The actress, who takes long gaps between her projects, enjoys a peculiar market in Telugu cinema, especially in her action avatars.
She gives her all in Ghaati, but is let down by a bland script.
Ghaati is caught between familiar impulses and uninspired writing choices.
The reunion between Anushka and her Vedam director Kris Jagarlamundi is an underwhelmingly told story that is brimming with dated tropes and lacklustre ideas.
The actress in one of her recent interviews spoke about her ‘trust and confidence’ in Jagarlamundi in giving her strong characters, like Saroja from Vedam. It is precisely at this basic function that the film squanders away with its conventionality.
Ghaati, set around the Eastern Ghats, tells the story of drug peddlers and the local drug mafia.
Two delivery personnel, Sheelavathi (Anushka Shetty) and Desi Raju (Vikram Prabhu), decide to split from the gang and form their own business by approaching the higher-ups directly.
But their boss Kaastala Naidu (Ravindra Vijay) is not happy with this arrangement and retaliates.
The film deals with Sheelvathi’s resistance against Naidu’s gang and her one-woman fight for revenge against the bad guys.
The setting itself gives away the conventional plotting and stereotypical world on offer.
Anushka rises above the weak writing with her screen presence. You can see her lending credibility to the predicament of the leading lady pushed to the brink and forced to fend for herself against men who wield more power.
Anushka is perfect for this kind of demanding action roles, where the physicality and gravitas in pulling off exhaustive set pieces can make up for wayward film-making.
There are no clear stakes, and you can only root so much for a stone-faced Anushka.
But there is no clear trajectory in the way the screenplay charts the upward resistance of the woman, who is forced to prove her mettle and survive from the most bizarre, violent attempts at her life.
Ghaati is paced almost like a straight line with almost no excitement in its world-building.
An impressive opening montage sets up the world of the marijuana distribution network, from the rural areas to the city, a business being run over many years.
But the film does not use the details of this particular setting, ripe with possibilities, for mining the socio-political landscape where the story unfolds.
Every action beat, line of dialogue, and revelation is made with bland affectations of bygone action cinema with the ‘stoic hero’ archetype, here replaced by a female warrior.

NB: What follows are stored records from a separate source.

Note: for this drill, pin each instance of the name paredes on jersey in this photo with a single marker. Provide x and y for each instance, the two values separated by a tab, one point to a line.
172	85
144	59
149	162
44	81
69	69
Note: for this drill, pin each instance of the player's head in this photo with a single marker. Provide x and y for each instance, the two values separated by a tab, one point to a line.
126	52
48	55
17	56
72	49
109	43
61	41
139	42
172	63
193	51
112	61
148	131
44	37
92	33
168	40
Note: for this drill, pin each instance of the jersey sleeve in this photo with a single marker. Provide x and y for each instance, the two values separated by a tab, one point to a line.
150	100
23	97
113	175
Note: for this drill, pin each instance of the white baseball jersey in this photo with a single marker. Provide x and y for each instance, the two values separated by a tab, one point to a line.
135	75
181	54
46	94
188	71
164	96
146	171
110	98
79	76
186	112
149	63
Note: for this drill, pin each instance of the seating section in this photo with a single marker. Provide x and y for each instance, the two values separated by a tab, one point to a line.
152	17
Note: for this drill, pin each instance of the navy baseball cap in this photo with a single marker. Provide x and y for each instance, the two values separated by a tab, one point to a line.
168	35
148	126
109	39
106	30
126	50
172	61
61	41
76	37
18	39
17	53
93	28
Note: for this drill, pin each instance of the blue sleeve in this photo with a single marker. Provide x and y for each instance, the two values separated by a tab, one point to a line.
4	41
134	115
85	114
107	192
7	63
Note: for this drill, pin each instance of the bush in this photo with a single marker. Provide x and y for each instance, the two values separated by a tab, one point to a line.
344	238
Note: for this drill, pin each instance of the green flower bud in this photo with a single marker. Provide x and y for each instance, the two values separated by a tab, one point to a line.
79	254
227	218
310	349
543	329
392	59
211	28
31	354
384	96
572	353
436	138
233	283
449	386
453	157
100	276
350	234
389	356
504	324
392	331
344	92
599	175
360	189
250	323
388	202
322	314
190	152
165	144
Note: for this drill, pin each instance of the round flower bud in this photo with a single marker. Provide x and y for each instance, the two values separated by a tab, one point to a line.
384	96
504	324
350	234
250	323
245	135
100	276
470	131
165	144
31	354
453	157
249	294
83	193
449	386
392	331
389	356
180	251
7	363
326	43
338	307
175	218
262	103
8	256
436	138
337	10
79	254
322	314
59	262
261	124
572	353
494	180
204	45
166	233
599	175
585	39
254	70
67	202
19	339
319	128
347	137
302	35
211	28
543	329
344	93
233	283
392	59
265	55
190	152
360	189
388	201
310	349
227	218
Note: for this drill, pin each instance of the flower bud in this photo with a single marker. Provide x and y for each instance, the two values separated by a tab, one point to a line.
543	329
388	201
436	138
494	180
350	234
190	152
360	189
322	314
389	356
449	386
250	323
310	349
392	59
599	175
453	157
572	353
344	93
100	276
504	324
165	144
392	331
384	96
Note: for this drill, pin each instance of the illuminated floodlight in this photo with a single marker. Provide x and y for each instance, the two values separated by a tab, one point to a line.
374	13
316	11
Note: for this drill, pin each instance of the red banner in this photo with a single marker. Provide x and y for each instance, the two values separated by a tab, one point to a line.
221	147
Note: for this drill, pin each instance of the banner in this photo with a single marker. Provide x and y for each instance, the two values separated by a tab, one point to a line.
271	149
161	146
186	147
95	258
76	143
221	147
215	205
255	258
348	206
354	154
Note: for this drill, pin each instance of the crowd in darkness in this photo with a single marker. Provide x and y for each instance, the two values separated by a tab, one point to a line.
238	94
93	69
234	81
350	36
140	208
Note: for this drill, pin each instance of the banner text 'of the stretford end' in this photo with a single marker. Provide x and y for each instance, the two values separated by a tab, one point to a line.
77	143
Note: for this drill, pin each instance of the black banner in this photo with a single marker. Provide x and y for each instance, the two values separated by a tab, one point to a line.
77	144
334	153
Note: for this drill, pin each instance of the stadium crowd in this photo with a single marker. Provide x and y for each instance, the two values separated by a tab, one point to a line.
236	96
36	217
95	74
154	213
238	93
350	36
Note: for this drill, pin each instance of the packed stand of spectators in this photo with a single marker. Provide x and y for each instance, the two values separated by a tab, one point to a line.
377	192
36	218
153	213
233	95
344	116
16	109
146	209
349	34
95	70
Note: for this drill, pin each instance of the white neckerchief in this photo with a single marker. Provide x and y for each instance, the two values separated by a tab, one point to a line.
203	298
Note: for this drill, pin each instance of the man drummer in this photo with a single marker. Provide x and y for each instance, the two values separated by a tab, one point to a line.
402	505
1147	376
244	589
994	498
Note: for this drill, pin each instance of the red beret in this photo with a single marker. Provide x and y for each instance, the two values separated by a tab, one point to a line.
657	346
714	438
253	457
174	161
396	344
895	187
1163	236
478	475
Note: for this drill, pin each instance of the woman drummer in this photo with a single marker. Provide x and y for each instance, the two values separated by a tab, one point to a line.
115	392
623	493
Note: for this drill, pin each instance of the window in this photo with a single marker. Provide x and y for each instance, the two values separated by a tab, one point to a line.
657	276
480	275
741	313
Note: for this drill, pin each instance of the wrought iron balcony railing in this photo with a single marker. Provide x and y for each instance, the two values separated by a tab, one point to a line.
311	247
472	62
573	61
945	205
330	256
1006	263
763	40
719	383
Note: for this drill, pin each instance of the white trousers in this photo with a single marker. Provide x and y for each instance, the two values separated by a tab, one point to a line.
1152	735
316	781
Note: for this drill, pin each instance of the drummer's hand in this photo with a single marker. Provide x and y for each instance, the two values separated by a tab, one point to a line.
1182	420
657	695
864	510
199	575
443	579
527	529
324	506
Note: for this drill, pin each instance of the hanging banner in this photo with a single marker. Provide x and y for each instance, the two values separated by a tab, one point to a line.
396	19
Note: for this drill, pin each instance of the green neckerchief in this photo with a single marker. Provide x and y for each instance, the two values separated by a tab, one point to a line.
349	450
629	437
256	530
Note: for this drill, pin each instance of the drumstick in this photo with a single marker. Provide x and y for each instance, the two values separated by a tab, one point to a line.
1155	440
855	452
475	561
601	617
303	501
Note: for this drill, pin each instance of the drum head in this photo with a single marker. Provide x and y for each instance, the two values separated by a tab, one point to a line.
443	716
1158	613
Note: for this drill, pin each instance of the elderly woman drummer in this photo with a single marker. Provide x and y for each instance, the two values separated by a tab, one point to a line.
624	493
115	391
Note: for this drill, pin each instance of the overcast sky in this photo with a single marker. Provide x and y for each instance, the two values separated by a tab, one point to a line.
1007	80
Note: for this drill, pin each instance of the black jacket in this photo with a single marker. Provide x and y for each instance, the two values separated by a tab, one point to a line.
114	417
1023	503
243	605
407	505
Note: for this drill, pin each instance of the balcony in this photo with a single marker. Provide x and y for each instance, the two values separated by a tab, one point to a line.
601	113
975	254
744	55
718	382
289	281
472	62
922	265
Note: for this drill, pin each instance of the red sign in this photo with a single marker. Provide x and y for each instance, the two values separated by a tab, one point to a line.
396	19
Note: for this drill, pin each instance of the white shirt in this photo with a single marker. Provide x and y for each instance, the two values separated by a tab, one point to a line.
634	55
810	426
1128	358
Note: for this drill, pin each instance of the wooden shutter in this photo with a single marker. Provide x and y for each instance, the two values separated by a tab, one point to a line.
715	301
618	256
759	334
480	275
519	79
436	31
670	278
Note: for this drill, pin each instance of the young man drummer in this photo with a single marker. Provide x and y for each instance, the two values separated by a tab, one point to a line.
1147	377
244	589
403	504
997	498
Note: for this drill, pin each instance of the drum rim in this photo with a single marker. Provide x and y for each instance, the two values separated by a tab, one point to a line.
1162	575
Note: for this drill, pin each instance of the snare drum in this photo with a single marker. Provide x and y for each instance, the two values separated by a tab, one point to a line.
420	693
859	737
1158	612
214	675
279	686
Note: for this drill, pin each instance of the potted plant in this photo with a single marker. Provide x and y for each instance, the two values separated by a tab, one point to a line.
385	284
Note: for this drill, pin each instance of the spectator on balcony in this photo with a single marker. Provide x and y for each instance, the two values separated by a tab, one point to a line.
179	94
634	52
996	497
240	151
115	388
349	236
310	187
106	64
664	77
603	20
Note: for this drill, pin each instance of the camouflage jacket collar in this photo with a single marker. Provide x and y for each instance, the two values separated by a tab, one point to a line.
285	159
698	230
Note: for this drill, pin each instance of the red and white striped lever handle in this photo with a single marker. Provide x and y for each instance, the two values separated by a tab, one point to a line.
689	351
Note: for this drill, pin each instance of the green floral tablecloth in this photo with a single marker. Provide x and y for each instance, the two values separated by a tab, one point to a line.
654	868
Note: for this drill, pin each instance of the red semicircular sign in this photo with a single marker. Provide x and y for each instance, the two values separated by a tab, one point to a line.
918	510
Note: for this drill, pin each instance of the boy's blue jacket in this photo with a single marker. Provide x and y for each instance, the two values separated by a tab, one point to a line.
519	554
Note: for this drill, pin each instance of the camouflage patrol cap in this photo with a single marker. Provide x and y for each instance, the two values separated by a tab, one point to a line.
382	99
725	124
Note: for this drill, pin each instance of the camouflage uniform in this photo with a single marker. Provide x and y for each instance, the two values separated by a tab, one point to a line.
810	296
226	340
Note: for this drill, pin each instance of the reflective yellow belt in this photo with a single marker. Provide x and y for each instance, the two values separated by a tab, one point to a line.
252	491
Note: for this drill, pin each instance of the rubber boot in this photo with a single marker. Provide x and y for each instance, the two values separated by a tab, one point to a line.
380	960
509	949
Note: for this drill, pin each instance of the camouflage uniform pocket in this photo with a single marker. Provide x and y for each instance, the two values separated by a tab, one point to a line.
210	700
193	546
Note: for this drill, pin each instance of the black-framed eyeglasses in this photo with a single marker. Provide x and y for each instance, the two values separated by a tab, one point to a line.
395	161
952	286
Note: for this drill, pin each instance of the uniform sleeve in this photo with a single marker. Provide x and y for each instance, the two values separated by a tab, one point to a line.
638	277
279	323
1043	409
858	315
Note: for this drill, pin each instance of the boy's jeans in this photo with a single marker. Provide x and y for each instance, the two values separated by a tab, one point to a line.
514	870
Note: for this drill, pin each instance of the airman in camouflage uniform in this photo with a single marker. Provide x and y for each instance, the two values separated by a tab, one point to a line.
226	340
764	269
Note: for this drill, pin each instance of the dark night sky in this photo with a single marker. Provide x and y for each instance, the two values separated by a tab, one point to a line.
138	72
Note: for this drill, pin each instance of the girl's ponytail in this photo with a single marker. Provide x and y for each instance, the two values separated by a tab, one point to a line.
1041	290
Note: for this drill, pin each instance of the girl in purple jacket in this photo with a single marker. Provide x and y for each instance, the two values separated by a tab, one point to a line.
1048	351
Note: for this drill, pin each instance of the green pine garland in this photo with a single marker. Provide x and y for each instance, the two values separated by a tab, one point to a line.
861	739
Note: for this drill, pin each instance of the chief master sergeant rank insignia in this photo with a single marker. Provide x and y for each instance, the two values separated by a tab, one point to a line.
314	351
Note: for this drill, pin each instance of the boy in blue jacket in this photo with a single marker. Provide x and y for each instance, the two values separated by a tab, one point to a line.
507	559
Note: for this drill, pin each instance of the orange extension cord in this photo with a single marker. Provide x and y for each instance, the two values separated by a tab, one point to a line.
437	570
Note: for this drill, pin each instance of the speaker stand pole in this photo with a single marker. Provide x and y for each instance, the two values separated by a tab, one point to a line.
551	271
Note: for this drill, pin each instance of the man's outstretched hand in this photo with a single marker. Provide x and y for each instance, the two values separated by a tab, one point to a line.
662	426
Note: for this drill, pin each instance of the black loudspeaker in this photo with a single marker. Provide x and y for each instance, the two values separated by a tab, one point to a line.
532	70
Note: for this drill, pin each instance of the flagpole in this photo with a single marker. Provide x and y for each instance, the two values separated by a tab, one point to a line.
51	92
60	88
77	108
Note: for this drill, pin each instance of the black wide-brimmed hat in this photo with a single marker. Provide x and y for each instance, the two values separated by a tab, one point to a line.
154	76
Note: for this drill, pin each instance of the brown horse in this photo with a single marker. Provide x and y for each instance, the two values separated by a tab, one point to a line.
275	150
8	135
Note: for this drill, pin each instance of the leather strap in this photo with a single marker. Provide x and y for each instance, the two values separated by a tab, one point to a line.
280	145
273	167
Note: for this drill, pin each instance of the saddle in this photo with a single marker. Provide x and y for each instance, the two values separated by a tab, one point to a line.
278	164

The location is a character in the story, but the film-making fails to register the rough, sprawling landscapes as anything but open spaces against which the action unfolds.
Anushka is at the top of her game, effortlessly owning the genre with plenty of charm and sleight of hand to pull off the relentlessly set-up action scenes.
She makes up for the void in the conception of these sequences, but there is only so much that a star can do to punch up a confused script.
Nagavelli Vidya Sagar’s loud score does not help the melodramatic sensibility at play.
Manojh Reddy Katasani’s frames capture the rustic beauty of the Ghats and the expansive setting, but the visual grammar is also impacted by repetitions and clumsy action choreography.
Ghaati is a confused film that does not understand how to harness Anushka Shetty’s electrifying screen presence.
Texture is forsaken for generic saleability, and conviction is compromised at the altar of aimless action.
The film is held together by Anushka and offers momentary glimpses of what could have been if the makers had stuck to the authenticity of their ideas without giving in to commercial compromises.